[Crítica] Glass Onion: Um Mistério Knives Out


N
ão à toa que a escritora Agatha Christie é considerada a "Rainha do Crime". Ela recebeu esse apelido carinhoso não por ter escrito um best-seller, mas por ter em sua biografia mais de 100 livros que a mantiveram nesse posto. E mesmo que muitas vezes "quantidade não quer dizer qualidade", ela conseguiu a façanha de entregar uma regularidade em suas obras, mantendo seu selo e nos recheando de histórias clássicas. Ela fez "parecer ser fácil" e até hoje é uma referência quando falamos de mistério.

Tudo bem que o contexto aqui é outro, mas fica evidente como deve ser difícil conseguir essa regularidade criativa de forma assertiva. 
"Entre Facas e Segredos" (2019) foi uma baita surpresa, que inclusive rendeu a Rian Johnson uma indicação ao Oscar por melhor roteiro original, mas em "Glass Onion" (2022) vemos ele cometer erros e entregar algo bem aquém do apresentado no primeiro filme. E o cheiro dessa cebola eu já estava sentindo de longe.
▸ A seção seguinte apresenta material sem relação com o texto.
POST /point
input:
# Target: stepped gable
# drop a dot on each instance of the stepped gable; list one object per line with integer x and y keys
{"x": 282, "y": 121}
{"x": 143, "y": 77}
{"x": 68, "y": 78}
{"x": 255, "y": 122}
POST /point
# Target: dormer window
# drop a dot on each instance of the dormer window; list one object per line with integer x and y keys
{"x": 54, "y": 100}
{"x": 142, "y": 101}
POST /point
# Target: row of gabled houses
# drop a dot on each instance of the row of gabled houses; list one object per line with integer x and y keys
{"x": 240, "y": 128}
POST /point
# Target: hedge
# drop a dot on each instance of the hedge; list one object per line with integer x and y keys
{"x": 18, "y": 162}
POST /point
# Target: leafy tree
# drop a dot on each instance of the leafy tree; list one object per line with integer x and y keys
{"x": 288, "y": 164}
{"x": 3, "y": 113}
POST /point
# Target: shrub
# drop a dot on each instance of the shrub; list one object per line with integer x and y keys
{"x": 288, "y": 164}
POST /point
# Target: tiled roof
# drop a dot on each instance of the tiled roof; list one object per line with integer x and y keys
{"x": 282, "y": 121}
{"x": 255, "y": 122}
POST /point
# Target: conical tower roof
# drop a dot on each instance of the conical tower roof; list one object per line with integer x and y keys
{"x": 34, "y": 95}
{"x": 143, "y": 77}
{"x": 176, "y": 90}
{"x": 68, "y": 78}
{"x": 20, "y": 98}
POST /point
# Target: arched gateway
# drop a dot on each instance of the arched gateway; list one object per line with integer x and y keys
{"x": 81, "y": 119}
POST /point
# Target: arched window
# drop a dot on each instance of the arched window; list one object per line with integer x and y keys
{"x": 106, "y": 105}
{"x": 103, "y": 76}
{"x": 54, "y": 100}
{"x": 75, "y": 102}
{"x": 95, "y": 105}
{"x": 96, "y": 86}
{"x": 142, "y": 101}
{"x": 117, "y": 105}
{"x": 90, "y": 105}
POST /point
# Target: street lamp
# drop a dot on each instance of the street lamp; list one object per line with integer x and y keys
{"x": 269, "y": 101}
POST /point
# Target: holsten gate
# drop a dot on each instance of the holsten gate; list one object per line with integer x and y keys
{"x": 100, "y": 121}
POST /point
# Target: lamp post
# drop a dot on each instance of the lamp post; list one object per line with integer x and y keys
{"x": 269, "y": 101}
Algo parecido senti na adaptação de "Assassinato no Expresso do Oriente" (2017) de Kenneth Branagh, que depois ele corrigiu em "Morte no Nilo" (2022). Porém, aqui temos o contrário. O que se acertou no primeiro filme, simplesmente se esqueceu no segundo: O MISTÉRIO INVESTIGATIVO. Já que a proposta é ser uma sequência de um filme que abertamente faz essa homenagem às histórias de mistério, o que não poderia faltar é justamente a BASE disso tudo. 


Em "Glass Onion" vemos uma premissa um pouco parecida com o livro "A Extravagância do Morto", mas que se torna quase um filme de comédia, beirando o ridículo em alguns desses momentos de humor (nada contra os filmes do Leslie Nielsen) e tornando tudo muito descaracterizado pela falta de foco no que realmente interessa. Diferente do primeiro filme, aqui faltou dosar. E mesmo que a extravagância tenha sido visivelmente uma escolha, isso não quer dizer que ela precisava ser brega. 


Essa necessidade em ostentar o luxo (afinal, todos os filmes de mistério gira em torno de pessoas ricas) deixa de ser uma sátira às futilidades desse nicho e se torna só um desvio de caracterização. O personagem Benoit Blanc deixa de ser detetive e passa a ser um "cúmplice". Uma ideia até interessante, mas muito mal executada. Eu não vou comentar sobre a excentricidade dos figurinos, porque isso até tem o porquê de estar ali, já essa saturação na paleta de cores eu não entendi o porquê. Estava quase colocando óculos escuros pra assistir o filme. 

Perante o roteiro, a fotografia com certeza é o menor dos problemas. Esse, na verdade, é um filme com muitos problemas e o que segurou ele de não ser uma tremenda bomba, foi o mínimo de estruturação na história, a sátira que faz com alguns estereótipos (possivelmente cancelados na internet) e a atuação de Janelle Monáe, a única mais concentrada.

Só não entendi como Monáe aceitou esse papel. Provavelmente não leu o roteiro antes pra ver que uma de suas falas seria de teor racista sobre cabelo crespo, e nesse caso, é só racismo mesmo, não humor. Até Daniel Craig se demonstra desconfortável em cena, talvez pelas gravações terem sido num período pandêmico (de junho até setembro de 2021), porque em questões de investimento, o orçamento dessa sequência foi o mesmo do primeiro filme - US$ 40 milhões - E disso acredito que ele não tenha do que reclamar.

Faltando meia hora pra história acabar, eu pensei "de duas, uma": ou a conclusão será previsível, ou o roteiro ficará com um FURO enorme depois do plot twist. E quando finalmente chegou o final, aconteceu o que eu não esperava: os dois. Ele foi previsível e também deixou um furo no roteiro. 

Rian Johnson usa duas linhas temporais pra encaixar a história e tentar melhorar a pouca criatividade de seu núcleo, mas isso não foi algo realmente significativo e só acabou gerando incoerências (furos) de continuidade no roteiro.

Quanto a descaracterização (o grande defeito), talvez Rian Johnson esteja querendo sair desse tom mais sério das histórias de detetive e seguir construindo uma identidade própria. Ele só precisa decidir se realmente é isso, porque aqui, ele tentou de tudo e o resultado final acabou sendo esse: o choro de quem esperava o mínimo, enquanto uma cebola fosse descascada pro seu mistério se revelar. Porém, ficamos apenas na espera, com a Mona Lisa exposta na sala do diretor da Netflix e "Glass Onion" ainda sendo indicado em premiações.